Europe : consommation d’héroïne en hausse

L’utilisation de cocaïne et d’héroïne progresse dans l’Union européenne, tandis que celle de cannabis baisse, notamment chez les jeunes, selon le rapport annuel de l’Observatoire européen des drogues et des toxicomanies (OEDT), présenté hier à Bruxelles (Le Monde, page 4). Dans plusieurs pays (Irlande, Italie, Lettonie, Portugal, Royaume-Uni), le nombre de jeunes usagers (15-24 ans) a augmenté de 15% en l’espace d’un an, souligne La Croix (page 10). "La cocaïne et l’héroïne continuent de tenir le devant de la scène européenne et, en l’état actuel des choses, peu d’éléments laissent présager une baisse de leur consommation", s’inquiète Wolfgang Götz, directeur de l’OEDT.

Après une relative accalmie à partir du milieu des années 1990 jusqu’au début des années 2000, les indicateurs de tendance des opiacés (nouvelles demandes de traitement, décès, saisies) montrent "une progression préoccupante", selon le rapport, qui s’inquiète de l’apparition de "nouveaux adeptes" parmi les jeunes, souligne Le Monde. "Là encore, l’effondrement des prix a pu avoir un effet attractif", explique La Croix. Le nombre de consommateurs d’opiacés "à problèmes" est estimé entre 1,2 et 1,5 million. Sur la base d’informations fournies par dix-neuf pays, le nombre de nouvelles demandes de traitement était en hausse de 6% en 2007 (par rapport à 2002).

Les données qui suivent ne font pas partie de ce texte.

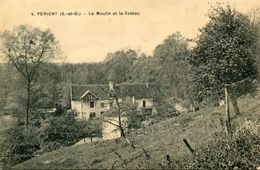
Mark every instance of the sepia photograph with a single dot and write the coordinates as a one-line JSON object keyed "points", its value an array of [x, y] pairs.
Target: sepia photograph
{"points": [[130, 84]]}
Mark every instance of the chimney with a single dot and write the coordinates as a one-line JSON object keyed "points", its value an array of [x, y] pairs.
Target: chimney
{"points": [[111, 85], [133, 99]]}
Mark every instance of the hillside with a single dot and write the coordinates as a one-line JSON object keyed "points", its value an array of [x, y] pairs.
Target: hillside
{"points": [[157, 140]]}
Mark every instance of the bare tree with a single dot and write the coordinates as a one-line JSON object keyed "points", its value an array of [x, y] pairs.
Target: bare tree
{"points": [[120, 109], [26, 48]]}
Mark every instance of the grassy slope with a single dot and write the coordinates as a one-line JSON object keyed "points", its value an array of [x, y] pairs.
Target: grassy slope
{"points": [[158, 140]]}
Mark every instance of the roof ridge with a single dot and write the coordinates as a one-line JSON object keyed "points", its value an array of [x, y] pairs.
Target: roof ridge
{"points": [[121, 84]]}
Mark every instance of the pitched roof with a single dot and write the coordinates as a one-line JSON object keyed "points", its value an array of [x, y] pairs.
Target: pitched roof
{"points": [[139, 90]]}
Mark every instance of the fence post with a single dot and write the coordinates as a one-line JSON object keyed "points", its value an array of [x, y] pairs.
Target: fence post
{"points": [[228, 122]]}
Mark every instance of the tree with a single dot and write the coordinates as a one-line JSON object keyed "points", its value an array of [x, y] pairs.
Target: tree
{"points": [[223, 54], [172, 65], [26, 48], [118, 64]]}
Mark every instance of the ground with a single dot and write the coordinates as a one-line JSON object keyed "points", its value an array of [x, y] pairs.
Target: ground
{"points": [[157, 141]]}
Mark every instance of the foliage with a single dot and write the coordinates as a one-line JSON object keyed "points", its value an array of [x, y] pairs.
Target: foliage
{"points": [[57, 131], [223, 53], [27, 48], [91, 128], [19, 145], [243, 152], [118, 65]]}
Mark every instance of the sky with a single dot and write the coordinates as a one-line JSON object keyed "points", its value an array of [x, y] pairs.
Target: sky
{"points": [[88, 38]]}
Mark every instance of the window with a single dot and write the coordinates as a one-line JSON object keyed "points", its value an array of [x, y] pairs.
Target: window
{"points": [[91, 104], [144, 103], [92, 115]]}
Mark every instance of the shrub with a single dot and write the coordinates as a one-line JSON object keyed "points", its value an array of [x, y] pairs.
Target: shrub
{"points": [[56, 131], [19, 145], [241, 152]]}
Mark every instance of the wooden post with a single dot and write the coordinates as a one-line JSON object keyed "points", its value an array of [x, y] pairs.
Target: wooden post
{"points": [[188, 146], [228, 122]]}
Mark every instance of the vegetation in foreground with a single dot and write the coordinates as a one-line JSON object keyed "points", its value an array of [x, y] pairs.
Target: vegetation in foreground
{"points": [[161, 145]]}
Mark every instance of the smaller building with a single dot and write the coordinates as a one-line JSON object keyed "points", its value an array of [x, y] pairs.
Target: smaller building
{"points": [[94, 100]]}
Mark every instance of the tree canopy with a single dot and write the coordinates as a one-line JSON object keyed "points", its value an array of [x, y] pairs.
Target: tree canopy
{"points": [[223, 54]]}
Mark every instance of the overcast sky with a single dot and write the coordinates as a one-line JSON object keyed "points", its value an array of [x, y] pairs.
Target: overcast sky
{"points": [[89, 38]]}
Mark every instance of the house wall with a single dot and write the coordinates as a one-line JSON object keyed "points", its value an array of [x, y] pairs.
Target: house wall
{"points": [[76, 105], [84, 108], [149, 103]]}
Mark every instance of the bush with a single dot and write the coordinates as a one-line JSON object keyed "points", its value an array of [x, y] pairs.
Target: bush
{"points": [[57, 131], [242, 152], [19, 145]]}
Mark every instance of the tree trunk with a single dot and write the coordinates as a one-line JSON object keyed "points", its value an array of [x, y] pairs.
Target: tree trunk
{"points": [[28, 103], [235, 105]]}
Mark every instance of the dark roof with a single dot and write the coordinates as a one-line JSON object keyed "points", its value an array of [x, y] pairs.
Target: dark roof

Concernant la consommation de cannabis, l’OEDT confirme une baisse continue. Cette tendance est particulièrement sensible chez les jeunes des pays d’Europe de l’Ouest, ainsi qu’en Croatie et en Slovénie (Le Monde). Cette évolution ne doit cependant pas masquer que "2 à 2,5% des jeunes adultes consomment du cannabis de manière quotidienne ou quasi quotidienne", ce qui représente une importante population à risque.

Les auteurs du rapport s’alarment aussi de l’apparition de nouvelles drogues de synthèse, proches du cannabis. "Les fournisseurs sont extrêmement novateurs et utilisent massivement Internet. Ils évitent les contrôles antidrogue en proposant des substituts qui ne sont pas encore réglementés", constate Wolfgang Götz dans La Croix.

Enfin, l’OEDT exprime de "vives préoccupations" concernant la polyconsommation, qui "augmente" et accroît chez les jeunes les risques de "problèmes aigus", décuplés par la prise d’alcool.

Lutte antisida : le Sud manque d’aide
Comment relancer l’aide financière occidentale aux pays du Sud, interroge Libération (pages 12 et 13) à la veille de la réunion, ce week-end, à Addis-Abeba (Ethiopie), du Fonds mondial de lutte contre le sida, la tuberculose et le paludisme.

Les associations de lutte contre le sida ont lancé des appels demandant aux gouvernements de prendre des mesures exceptionnelles afin d’éviter une situation de catastrophe sanitaire sur le terrain. "Les besoins de financement de ces maladies ne sont pas couverts", lance Eric Fleutelot, de Sidaction. "La réduction des financements mondiaux a entraîné par exemple une réduction de 25% du budget de lutte contre le sida de la Tanzanie", explique-t-il.

Pour Françoise Barré-Sinoussi, prix Nobel de médecine pour ses travaux sur le VIH, "la situation a rarement été aussi inquiétante". "On a le sentiment d’un désengagement des pays riches. Tous les progrès risquent de s’effondrer", craint-elle. "De l’argent il y en a, estime pour sa part Pauline Londeix, responsable des actions internationales à l’association Act Up. Si moins de 1% de l’argent investi pour sauver les banques était utilisé pour le sida et le système de santé, il n’y aurait aucun souci."